Por otro lado, frente a la identidad cultural la trata cuando habla acerca de la protección especial que debe otorgar el Estado a las minorías étnicas y raizales, indicando que el fin de la consulta previa es proteger las manifestaciones culturales y la cosmovisión de los pueblos étnicos y tribales, por lo que ausencia de esta consulta afecta la pluralidad cultural como principio fundamental del ordenamiento jurídico colombiano

¿Se aplicó alguna norma o principio convencional para fortalecer la línea argumentativa?

Sí. Se refiere de forma reiterada a los artículos 6 y 7 del Convenio N° 169 sobre pueblos indígenas y tribales en países independientes, suscrito en el seno de la Organización Internacional del Trabajo y ratificado por Colombia mediante la Ley 21 de 1991.

Parte V: Estado de Cumplimiento de la Sentencia

¿Existe un cumplimiento parcial o total de la sentencia?

La pretensión principal de la acción fue la celebración de la consulta previa para poder continuar con el proyecto. El 30 de julio de 2015 se llevó a cabo la primera reunión entre el Gobierno y la comunidad raizal en la modalidad de “pre consulta” a la cual asistieron la Viceministra de Turismo y miembro de esta comunidad. Posteriormente, el 06 de agosto del mismo año se celebró la segunda reunión, un espacio autónomo para los raizales, para el cual la Alcaldía de Providencia prestó el servicio de transporte.

El 13 de agosto se celebró la tercera reunión en la que se proyectó el acuerdo final, suscrito mediante acta de protocolización el 02 de septiembre de 2015 y en el que el Ministerio de Comercio, Industria y Turismo, el Fondo Nacional de Turismo (Fontur) y el Ministerio del Interior, con el acompañamiento de la Defensoría del Pueblo, la Corporación Ambiental Coralina y la Alcaldía de Providencia, garantizaron la operación del spa por parte de los habitantes de la región.

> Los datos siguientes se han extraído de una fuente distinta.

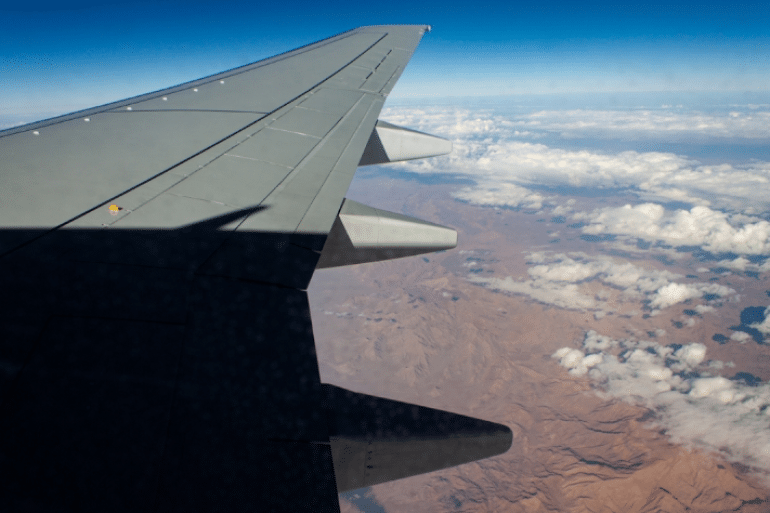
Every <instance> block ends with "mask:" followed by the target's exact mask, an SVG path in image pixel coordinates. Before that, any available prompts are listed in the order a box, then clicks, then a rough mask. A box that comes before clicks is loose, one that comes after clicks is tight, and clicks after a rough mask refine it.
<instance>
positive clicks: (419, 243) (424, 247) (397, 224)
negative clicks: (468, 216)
mask: <svg viewBox="0 0 770 513" xmlns="http://www.w3.org/2000/svg"><path fill="white" fill-rule="evenodd" d="M456 246H457V232H456V231H455V230H453V229H452V228H447V227H445V226H441V225H438V224H433V223H430V222H428V221H423V220H421V219H417V218H414V217H409V216H405V215H402V214H396V213H394V212H388V211H387V210H380V209H377V208H372V207H368V206H366V205H363V204H361V203H358V202H355V201H352V200H349V199H345V201H344V203H343V204H342V208H341V209H340V213H339V214H338V215H337V219H336V220H335V222H334V225H333V226H332V229H331V232H330V233H329V236H328V238H327V239H326V244H325V245H324V249H323V251H322V253H321V258H320V259H319V261H318V264H317V265H316V269H322V268H326V267H338V266H343V265H352V264H360V263H364V262H377V261H380V260H390V259H393V258H401V257H405V256H412V255H419V254H422V253H432V252H434V251H441V250H446V249H452V248H454V247H456Z"/></svg>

El Ministerio de Comercio, Industria y Turismo acompañaría el primer año del proyecto. La medida cautelar solicitada y aplicada, encaminada a la suspensión de las obras durante el trámite de consulta previa, se mantuvo firme hasta que el Tribunal de primera instancia lo encontró pertinente conforme al avance de los hechos, levantando la medida el 02 de diciembre de 2015.

Terminada la construcción de la obra, se inició el proceso de licitación para adjudicar la administración del proyecto, el cual fue declarado desierto el 22 de abril de 2016. Posteriormente se intentó el proceso de contratación directa con la Unión Temporal Old Providence, que resultó también fallido y declarado de esta forma el 11 de octubre del mismo año. Actualmente, el proyecto turístico está siendo administrado por la comunidad raizal.

¿Existe un mecanismo de seguimiento?

La sentencia no estableció ningún tipo de mecanismo para que se hiciera seguimiento al cumplimiento. En todo caso, el GAP hizo un acompañamiento constante al proceso de contratación para la administración del proyecto, hasta que se declaró fallido el proceso de contratación directa, momento en cual se archivó el proceso internamente. No obstante, por el contacto que ha mantenido la clínica con la veeduría ciudadana, se conoció que el proyecto turístico actualmente está siendo administrado por la comunidad raizal de acuerdo a sus costumbres.